Advance ticket sales have ended but plenty of additonal tickets remain available at the door.
Profs and Pints DC presents: “George Washington as American Revolutionary,” a fresh assessment of our first president’s credentials as an insurgent, with Denver Brunsman, associate professor and chair of the history department at George Washington University and scholar of the American Revolution and early American republic.
If it’s Presidents’ Day it’s time for historian Denver Brunsman, a Profs and Pints fan favorite, to give his annual talk on our nation’s founders.

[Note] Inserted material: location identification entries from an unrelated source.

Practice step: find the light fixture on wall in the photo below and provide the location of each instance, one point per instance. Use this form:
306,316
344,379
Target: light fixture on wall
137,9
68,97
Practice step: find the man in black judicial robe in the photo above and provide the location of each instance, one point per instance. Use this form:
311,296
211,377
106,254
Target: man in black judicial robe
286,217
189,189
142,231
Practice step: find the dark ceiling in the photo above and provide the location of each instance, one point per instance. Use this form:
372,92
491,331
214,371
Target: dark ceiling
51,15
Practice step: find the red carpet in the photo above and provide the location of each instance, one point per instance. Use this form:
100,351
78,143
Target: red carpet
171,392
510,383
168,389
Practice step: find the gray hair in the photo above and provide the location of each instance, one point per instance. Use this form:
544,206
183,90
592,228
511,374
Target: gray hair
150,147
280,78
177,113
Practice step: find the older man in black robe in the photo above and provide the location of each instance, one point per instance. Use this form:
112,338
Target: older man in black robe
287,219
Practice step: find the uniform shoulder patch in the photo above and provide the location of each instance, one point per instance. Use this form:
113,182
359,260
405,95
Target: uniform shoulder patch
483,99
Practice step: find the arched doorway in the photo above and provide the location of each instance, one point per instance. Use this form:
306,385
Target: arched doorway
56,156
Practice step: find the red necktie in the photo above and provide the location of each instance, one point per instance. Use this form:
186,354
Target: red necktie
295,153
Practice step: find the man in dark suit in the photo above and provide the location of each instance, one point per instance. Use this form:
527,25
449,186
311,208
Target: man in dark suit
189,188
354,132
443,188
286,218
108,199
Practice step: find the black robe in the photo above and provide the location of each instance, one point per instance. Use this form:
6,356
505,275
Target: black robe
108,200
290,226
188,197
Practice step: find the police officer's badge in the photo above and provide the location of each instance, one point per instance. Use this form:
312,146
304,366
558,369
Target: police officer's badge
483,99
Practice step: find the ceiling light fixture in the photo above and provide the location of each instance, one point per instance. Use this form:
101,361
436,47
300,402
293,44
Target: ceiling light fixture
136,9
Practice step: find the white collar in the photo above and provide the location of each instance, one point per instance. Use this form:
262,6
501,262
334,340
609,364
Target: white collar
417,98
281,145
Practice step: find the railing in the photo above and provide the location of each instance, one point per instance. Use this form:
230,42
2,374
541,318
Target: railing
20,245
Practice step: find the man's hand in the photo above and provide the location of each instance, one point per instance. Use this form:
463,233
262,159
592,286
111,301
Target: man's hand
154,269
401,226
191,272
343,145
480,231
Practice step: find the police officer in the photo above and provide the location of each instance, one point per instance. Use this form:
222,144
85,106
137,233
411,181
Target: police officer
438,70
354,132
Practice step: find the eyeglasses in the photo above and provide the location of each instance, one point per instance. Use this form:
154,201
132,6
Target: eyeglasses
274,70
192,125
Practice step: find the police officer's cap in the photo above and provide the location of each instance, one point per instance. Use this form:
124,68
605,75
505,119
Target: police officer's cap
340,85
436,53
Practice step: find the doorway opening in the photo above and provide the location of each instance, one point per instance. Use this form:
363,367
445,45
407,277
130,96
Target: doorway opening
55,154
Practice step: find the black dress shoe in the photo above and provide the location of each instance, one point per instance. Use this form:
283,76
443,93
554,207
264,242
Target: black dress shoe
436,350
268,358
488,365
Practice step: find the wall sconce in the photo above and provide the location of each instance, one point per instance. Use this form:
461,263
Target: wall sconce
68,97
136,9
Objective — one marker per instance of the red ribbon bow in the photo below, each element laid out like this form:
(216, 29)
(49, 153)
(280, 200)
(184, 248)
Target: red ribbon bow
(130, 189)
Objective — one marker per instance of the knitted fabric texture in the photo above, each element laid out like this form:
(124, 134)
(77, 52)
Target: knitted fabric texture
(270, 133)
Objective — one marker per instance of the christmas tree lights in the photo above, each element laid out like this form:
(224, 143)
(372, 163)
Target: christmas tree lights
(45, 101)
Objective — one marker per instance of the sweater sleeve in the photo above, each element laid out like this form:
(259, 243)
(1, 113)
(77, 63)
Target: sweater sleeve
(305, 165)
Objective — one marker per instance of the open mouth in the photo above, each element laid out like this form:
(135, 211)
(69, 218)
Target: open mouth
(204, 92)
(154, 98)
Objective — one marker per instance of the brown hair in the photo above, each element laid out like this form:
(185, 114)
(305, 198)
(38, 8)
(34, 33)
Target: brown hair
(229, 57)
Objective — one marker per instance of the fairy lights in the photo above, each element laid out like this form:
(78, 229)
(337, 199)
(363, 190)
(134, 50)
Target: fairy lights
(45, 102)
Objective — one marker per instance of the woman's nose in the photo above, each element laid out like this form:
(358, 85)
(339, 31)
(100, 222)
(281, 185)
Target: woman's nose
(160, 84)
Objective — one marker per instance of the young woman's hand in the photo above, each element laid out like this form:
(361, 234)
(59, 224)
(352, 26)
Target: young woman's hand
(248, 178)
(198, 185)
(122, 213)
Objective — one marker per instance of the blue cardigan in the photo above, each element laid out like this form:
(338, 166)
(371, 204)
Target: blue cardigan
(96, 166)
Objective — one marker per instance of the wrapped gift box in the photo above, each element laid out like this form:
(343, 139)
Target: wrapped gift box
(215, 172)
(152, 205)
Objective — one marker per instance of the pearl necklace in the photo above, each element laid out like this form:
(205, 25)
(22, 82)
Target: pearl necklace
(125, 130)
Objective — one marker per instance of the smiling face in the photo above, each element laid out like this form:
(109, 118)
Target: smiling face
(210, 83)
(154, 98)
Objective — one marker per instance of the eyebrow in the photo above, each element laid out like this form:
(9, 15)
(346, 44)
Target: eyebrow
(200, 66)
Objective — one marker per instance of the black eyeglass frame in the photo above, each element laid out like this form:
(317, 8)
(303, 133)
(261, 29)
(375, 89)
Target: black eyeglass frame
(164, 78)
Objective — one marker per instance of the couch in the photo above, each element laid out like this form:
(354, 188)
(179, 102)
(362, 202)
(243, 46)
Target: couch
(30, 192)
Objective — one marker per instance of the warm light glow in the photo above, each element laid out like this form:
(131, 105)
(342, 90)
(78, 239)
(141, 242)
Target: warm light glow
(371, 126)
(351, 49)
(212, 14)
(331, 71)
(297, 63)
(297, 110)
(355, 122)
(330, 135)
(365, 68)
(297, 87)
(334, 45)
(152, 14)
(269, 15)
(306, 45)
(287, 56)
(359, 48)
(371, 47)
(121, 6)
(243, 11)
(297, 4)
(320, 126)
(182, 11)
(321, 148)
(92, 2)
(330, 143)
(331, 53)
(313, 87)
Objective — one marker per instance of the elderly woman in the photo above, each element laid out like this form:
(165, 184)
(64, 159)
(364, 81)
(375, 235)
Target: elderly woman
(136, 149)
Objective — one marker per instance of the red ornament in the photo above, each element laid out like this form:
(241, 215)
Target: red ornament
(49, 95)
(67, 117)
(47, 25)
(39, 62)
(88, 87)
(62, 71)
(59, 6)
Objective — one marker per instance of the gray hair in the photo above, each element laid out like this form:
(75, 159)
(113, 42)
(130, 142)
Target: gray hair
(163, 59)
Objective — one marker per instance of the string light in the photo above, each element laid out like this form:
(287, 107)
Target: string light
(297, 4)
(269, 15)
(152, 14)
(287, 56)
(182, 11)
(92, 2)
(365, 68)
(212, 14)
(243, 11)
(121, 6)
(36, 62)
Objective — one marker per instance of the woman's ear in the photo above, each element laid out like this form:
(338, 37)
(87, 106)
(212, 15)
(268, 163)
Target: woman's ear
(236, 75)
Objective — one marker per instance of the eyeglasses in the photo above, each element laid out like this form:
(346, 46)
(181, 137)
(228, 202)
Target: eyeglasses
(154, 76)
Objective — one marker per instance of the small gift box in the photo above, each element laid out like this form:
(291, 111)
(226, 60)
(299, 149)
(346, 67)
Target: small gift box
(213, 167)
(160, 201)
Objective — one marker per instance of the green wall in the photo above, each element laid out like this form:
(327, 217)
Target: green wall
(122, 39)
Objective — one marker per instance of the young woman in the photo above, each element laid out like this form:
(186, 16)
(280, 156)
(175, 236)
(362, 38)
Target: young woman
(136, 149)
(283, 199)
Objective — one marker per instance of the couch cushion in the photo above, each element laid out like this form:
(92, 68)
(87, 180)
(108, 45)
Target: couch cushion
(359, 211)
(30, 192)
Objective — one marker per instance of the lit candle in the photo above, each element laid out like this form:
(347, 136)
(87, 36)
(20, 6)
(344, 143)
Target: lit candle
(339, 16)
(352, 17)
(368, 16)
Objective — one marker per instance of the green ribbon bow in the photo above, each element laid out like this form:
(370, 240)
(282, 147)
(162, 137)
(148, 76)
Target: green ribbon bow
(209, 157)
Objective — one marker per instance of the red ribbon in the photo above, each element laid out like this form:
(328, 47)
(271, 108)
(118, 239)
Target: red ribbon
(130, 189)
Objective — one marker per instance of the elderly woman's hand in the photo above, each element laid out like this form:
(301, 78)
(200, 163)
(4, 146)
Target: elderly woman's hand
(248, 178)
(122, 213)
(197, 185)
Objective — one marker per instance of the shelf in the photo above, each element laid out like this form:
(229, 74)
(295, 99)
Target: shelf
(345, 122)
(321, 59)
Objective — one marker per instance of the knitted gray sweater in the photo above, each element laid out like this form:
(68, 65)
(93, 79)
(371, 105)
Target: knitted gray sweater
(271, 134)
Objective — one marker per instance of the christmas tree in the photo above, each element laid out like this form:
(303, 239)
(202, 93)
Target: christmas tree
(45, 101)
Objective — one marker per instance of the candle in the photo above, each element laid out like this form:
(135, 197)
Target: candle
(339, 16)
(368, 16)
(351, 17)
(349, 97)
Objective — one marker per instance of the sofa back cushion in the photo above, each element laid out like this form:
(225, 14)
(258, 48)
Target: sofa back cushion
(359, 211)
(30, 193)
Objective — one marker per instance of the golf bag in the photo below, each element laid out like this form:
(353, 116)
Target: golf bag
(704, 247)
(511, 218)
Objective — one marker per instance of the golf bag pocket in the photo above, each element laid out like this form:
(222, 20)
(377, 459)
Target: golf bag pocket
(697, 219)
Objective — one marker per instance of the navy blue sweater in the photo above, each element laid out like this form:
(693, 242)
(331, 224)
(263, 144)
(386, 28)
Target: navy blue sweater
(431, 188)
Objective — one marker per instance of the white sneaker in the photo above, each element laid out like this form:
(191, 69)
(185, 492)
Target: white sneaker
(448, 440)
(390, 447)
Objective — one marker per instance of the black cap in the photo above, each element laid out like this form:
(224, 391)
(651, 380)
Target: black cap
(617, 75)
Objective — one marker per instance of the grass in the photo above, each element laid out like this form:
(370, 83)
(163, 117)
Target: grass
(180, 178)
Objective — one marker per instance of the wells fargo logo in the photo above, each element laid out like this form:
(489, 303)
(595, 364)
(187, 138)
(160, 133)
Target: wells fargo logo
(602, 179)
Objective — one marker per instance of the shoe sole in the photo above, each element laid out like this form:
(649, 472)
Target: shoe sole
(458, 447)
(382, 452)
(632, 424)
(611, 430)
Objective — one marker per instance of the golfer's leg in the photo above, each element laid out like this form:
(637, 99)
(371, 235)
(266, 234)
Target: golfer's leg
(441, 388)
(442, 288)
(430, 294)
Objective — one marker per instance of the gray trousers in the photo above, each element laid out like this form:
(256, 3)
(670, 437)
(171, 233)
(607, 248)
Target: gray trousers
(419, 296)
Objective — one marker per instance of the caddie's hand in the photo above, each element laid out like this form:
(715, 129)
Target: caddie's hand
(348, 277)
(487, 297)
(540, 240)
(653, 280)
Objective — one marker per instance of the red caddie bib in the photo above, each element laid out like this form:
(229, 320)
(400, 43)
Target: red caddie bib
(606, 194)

Watch him in action and he just might edge out Cupid and the groundhog on your list of those whose appearance you look forward to in February.
This year Professor Brunsman will devote his seventh annual Presidents’ Day talk to exploring just how deserving George Washington is of the title “revolutionary.”
Although not as radical as many of his fellow revolutionaries, Washington was at the forefront of the American Revolution, and he came to define a particularly American style of political revolution. Professor Brunsman will discuss Washington’s increasing radicalization during the 1760s and 1770s and how he came to shed the title of British subject in favor of American citizen.
In addition, we’ll consider Washington’s response to other Atlantic revolutions, including the French and Haitian, and we’ll look at how his conduct as an enslaver affects his legacy as a revolutionary.
The talk coincides with the recent move by George Washington University to adopt the moniker “Revolutionaries” after nearly one hundred years as the “Colonials.” Professor Brunsman will discuss the moniker change, which he helped to lead, and how well it reflects historical reality.
In what has become a Presidents’ Day tradition, Professor Brunsman will close his lecture with historic toasts and odes to America’s first president. This is a holiday celebration not to be missed. Huzzah! Huzzah! Huzzah! (Advance tickets: $13.50 plus sales tax and processing fees. Doors: $17, or $15 with a student ID. Listed time is for doors. Talk starts 30 minutes later.)
Image: A cropped portion of “Washington Crossing the Delaware,” an 1851 painting by Emanuel Leutze (Metropolitan Museum of Art / Wikimedia Commons.)